You are so funny & LOVE the comic!! WOW, how exciting!
Yes, I have eaten stuff knowing dang well what I was doing. I usually give myself a thorough talking to when I feel like this & if after 10-15 minutes, I still know what I am doing & gonna do it any, well, I am accountable! I like cookies, bread or something like that. Luckily I don't keep to much bad stuff in the house since no kids here! AND, I usually don't do the whole day crazed thing cause I talked to myself first!
Hormone changes have really tested this!!! Along with sleep! 🙂
I once tried to remove all processed sugar from my diet for 2 weeks. During my first set of law school finals. Not one of my best decisions. It made sense, since as exams drew closer and closer, I had begun to eat more and more sugar. I was feeling bad, and obviously sugar was the culprit. My plan lasted a solid 2.5 days. It ended with me lying in bed with my face and drool on Constitutional Law of Canada (somewhere around page 1375), and an empty box of Chips Ahoy. And crumbs EVERYWHERE. In my bed, in my pillowcase, in my duvet, in my hair, in the textbook, smushed onto my cheeks. It was a bad scene.

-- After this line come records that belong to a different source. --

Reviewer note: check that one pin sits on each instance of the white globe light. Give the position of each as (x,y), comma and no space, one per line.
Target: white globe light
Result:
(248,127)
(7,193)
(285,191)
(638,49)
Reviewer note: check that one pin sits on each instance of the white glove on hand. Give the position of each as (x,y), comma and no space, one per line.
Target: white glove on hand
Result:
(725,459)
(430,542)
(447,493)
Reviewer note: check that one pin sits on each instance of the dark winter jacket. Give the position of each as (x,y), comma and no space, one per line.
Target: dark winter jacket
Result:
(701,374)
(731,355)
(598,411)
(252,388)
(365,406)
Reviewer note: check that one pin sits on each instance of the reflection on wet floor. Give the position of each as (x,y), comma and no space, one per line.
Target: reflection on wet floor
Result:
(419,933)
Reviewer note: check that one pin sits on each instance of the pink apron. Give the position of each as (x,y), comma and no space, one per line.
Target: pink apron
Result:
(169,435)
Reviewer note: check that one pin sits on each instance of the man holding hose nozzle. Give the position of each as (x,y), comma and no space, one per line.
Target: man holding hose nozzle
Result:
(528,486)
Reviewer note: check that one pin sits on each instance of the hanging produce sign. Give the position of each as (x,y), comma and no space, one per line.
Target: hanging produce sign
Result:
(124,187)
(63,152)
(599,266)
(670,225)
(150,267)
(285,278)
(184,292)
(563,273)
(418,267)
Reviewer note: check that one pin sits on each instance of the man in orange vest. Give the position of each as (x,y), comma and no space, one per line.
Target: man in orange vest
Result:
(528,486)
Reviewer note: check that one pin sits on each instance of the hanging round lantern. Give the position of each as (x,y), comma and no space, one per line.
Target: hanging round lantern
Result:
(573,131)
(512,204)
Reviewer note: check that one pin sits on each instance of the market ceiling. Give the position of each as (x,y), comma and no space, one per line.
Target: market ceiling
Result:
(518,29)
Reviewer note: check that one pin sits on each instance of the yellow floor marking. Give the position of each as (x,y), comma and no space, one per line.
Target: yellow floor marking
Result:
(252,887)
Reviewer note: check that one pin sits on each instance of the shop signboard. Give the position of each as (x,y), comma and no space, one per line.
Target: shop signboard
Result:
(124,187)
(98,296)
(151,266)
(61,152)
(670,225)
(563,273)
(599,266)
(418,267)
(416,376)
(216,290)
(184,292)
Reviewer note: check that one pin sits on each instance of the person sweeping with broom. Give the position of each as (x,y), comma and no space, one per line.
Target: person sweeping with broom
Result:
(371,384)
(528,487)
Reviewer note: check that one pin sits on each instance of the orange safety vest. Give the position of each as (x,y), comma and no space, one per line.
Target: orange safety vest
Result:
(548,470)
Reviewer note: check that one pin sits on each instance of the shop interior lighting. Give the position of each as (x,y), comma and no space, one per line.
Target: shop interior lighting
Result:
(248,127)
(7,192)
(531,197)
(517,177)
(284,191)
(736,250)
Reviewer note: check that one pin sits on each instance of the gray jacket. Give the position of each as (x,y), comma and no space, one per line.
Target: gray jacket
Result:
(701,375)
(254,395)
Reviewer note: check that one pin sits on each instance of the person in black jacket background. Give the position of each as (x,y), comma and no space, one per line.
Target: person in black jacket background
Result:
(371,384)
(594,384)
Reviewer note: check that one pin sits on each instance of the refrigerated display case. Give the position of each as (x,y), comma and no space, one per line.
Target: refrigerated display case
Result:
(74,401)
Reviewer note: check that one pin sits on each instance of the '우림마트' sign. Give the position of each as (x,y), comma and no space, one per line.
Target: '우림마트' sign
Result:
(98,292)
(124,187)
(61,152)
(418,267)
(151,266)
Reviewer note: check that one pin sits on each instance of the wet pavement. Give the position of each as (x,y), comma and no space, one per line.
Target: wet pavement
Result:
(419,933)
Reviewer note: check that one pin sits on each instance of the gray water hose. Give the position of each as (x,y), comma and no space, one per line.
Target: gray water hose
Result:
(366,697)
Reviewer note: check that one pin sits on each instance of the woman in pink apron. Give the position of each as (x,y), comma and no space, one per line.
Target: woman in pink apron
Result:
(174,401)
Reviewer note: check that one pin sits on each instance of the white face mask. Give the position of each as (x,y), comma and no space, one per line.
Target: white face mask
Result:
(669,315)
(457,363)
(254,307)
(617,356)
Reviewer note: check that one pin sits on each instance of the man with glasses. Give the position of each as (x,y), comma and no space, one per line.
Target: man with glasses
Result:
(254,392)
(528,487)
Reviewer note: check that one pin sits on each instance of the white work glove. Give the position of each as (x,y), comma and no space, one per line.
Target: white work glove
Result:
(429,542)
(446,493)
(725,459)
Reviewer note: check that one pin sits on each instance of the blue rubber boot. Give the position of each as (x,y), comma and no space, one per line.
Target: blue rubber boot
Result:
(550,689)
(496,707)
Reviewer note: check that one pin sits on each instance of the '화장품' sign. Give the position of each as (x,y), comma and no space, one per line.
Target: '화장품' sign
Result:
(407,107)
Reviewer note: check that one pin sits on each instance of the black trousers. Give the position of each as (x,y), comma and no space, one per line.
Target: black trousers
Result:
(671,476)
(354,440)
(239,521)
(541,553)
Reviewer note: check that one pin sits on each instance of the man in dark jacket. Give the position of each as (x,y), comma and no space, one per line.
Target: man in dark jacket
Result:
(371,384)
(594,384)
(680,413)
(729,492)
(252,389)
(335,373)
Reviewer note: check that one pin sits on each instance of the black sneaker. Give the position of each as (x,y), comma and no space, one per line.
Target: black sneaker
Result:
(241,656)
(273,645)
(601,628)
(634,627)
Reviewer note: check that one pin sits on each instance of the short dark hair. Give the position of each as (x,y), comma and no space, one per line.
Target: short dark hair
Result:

I decided then and there that I was never going to give up sugar again. I am addicted to the white devil, and that devil is not cocaine. It's refined sugar.
This happens to me all.the.time. But. I just keep reminding myself to not get beat up over it, and that tomorrow's always a new day, a fresh start. I make a promise to myself to eat healthier, natural foods the next day. Sometimes I even pick out a recipe I've been wanting to try as the inspiration/motivation to eat healthier and better.
Yes, this is my life. I cut out sugar and seem to have replaced it with almond butter, which I can eat by the half jar in a single sitting. And of course when I was eating sugar I could down over a pint of ice cream, easily. Sigh!
Yes, I feel your pain! Stupid lady behind the coffee counter says to me after I asked for decaf a second time (short-term memory loss caused by sleep deprivation): "You know the irony is, caffeine helps you be more alert." Well, yeah, so does sleep. But I don't need the 5 mo old to be more alert so I'm still skipping the caffeine and maxing out on sugar…
Grand Symphony- Excellent. Love me a good pun 🙂
I have never had a JBD, but a JB evening sometimes- I tend to go for mini sizes of things- a bite here a bite there, but I figure I can do a good bit of damage, and it's when a craving strikes. LIKE NOW ARGHH.
You have so much on your plate (sorry) that somedays will just be JBDs.
My word. At least in the sugar department..and the thoughts while sort of trying to resist it..I am you and you are me.